A reporter who was served with a harassment warning for approaching a convicted fraudster for comment has spoken of fears that authorities believe it’s “open season” on journalists.
Gareth Davies, chief reporter at the Croydon Advertiser, was given a “prevention of harassment notice” by three Metropolitan police officers after he approached Neelam Desai for comment as part of an investigation. Desai will be sentenced later this month after pleading guilty to fraud.
According to Davies, one police officer told him: “You say you were just doing your job, but that’s what the News of the World and the phone hackers said.”
Davies described events as “frustrating” and said he was left with the impression that some police officers felt like “it’s open season for journalists”.
The Croydon Advertiser has now brought in lawyers in a bid to have the warning withdrawn, while human rights and media organisations have expressed serious concern about the implications for free press.
Index on Censorship said the police must show they “fully respect” the role of a free media and Liberty described the warning as “chilling”.
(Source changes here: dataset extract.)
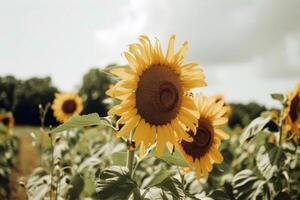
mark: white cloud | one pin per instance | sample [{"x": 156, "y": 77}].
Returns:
[{"x": 247, "y": 48}]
Earlier this year, a report showed the British public’s trust of the media had plummeted to an all-time low in the wake of the phone-hacking scandal and subsequent Leveson Inquiry into press ethics.
While the public cited lack of press regulation as a factor, domestic and international media organisations have warned that the backlash against the press could restrict journalists’ ability to do their jobs and have a detrimental effect on press freedom.